L'autre élément sur lequel j'ose m'avancer, c'est que cet épisode déjà très grave nourrit l'appréhension strictement belliqueuse des rapports humains que défend chez nous un Zemmour, qui répète souvent que la paix est l'anomalie et la guerre la nature de l'Homme. Ce qui paraît insupportable pour l'Occidental de 2022. Poutine, parce qu'il n'est pas un Occidental de 2022, "joue à la guerre", c'est un viril, un homme construit dans le rapport de force comme seul pivot du rapport à l'autre.
Nous vivons dans deux temporalités différentes avec la Russie : eux restent rudement traumatisés par les guerres du XXème siècle quand l'Occident s'est reconstruit, triomphant, sur la fameuse thèse de "la fin de l'Histoire" de Fukuyama et pense encore que la diplomatie fonctionnera ad vitam aeternam et que le "no boots on the ground" est un argument valable et suffisant pour calmer des autocrates qui ne jurent que par la virilité, la guerre et le concours de bite.

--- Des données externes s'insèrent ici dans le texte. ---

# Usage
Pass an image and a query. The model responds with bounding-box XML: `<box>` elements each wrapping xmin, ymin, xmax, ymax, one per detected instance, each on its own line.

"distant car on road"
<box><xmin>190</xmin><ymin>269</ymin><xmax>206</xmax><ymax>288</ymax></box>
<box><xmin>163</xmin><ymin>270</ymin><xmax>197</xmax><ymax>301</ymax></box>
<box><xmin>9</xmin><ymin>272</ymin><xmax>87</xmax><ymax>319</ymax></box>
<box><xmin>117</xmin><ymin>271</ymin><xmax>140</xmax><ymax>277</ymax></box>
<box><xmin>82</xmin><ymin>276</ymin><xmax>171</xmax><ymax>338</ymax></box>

Et ce n'est que le début, la Chine s'est empressée, après l'attaque en Ukraine, de rappeler que la réunification de la Chine, en parlant explicitement de Taïwan, se ferait quoi qu'il arrive.
La diplomatie occidentale, les condamnations morales, les amendes et les panpan cuculs risquent de vite apparaître désuets.
"Hé camarade, si les jeux sont faits, au son des mascarades on pourra toujours se marrer !"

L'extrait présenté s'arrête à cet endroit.